Dann die böse Überraschung: Der Motor läuft zum Laden der Batterien und um zusätzlich etwas Fahrt zu generieren, kupple ich ein. Ausser starken Vibrationen tut sich nichts, weder vorwärts noch rückwärts. Propeller oder Getriebe? Der Motorraum ist unauffällig, Ölstand des Getriebes ist ok, mit abgestelltem Motor lässt es sich auch mit dem kleinen Finger schalten.
Wir beratschlagen und kommen zu dem Entschluss, bis Bayona unter Segeln zu fahren und dann vor Anker zu gehen, oder dort direkt Schlepphilfe anzufordern. Meine Stimmung ist am A..., Karin erscheint gefasster.
Machen nur noch 2,5kn!

3.7.

In der Nacht ging es dann doch bis auf durchschnittlich 4kn hoch, so könnte es gelingen! Arme Ritter gab's zum Frühstück und dann schlief der Wind ein. Nur ein bisschen Strömung schob uns noch vorwärts. Bei inzwischen Sonne erledigte ich ein paar Kleinigkeiten am Schiff und Karin buk Brot. So konnte es natürlich nicht lange weitergehen und in meinem Kopf regten sich die Gedanken. Im Ausschlussverfahren wollte ich dem Problem auf den Grund gehen. Zuerst den Propeller kontrollieren, aber wie? Einen Tauchgang bei 4000m Wassertiefe und gefühlten 16° traute ich mir nicht zu. Mein Weihnachtsgeschenk, die GoPro wurde am Piekhaken befestigt und nach Gefühl und Wellenschlag zu Wasser gelassen. Erst konnte man auf den Videos nur erkennen, dass die Schraube im Bild war. Auf dem Tablet zeigte sich dann ganz eindeutig, dass sich der Teil eines Netzes verfangen hatte.
Der Tauchgang wurde sorgfältig geplant. Badeleiter montiert, eine Hilfsleine quer unters Schiff gespannt und dann der Klaus mit Lifebelt und Sicherungsleine zu Wasser gelassen. Kaum war der Kopf unter Wasser, kam Panik auf und ich wollte das Abenteuer Tiefseetauchen abbrechen. Wieder an Deck und der Überlegung, das doch besser irgendwo vor Anker zu machen, nahm ich mein zitterndes Herz in beide Hände und wagte einen zweiten Versuch. Diesmal ohne Schnorchel! Das Messer in der Hand und das erwähnte Herz in der nicht vorhandenen Hose, hangelte ich mich an der Hilfsleine runter, und...es gelang im ersten Anlauf ca. 2qm Netz aus dem Propeller zu schneiden.

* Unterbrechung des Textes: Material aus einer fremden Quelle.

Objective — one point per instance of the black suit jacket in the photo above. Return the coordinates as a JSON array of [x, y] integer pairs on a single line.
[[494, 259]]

Die Erleichterung danach könnt ihr euch sicher vorstellen?! Zur Belohnung bekam der „Held“ eine richtig selbstgemachte Pizza und das eine oder andere Glas Wein.
Ich hatte aber wirklich Schiss!!!
Die Aktion gelang zum richtigen Zeitpunkt, denn es war windstill. Unter sonorem Brummen des Volvos ging's in die Nacht. Selten habe ich ein Motorengeräusch so genossen!

4.7.

Die ganze Nacht blieb es windarm und der Volvo schnurrte weiter. Schön, dass inzwischen die Sonne da war und auch die Temperaturen anstiegen. So kam Karin in den Genuss eines wohlverdienten Sonnenbades. Kurz vor Sonnenuntergang kam dann Bayona, an der Nordwestecke von Spanien gelegen, in Sicht. Bis wir festgemacht hatten, war es dann inzwischen 2330. Noch ein paar Glas Wein auf die glückliche, wenn auch schwierige Überfahrt, und ab in die Heia!

1 Kommentar:

  1. Echt spannend und mutig ,meinen vollen Respekt.
    Hoffe es wird bald angenehmer für euch.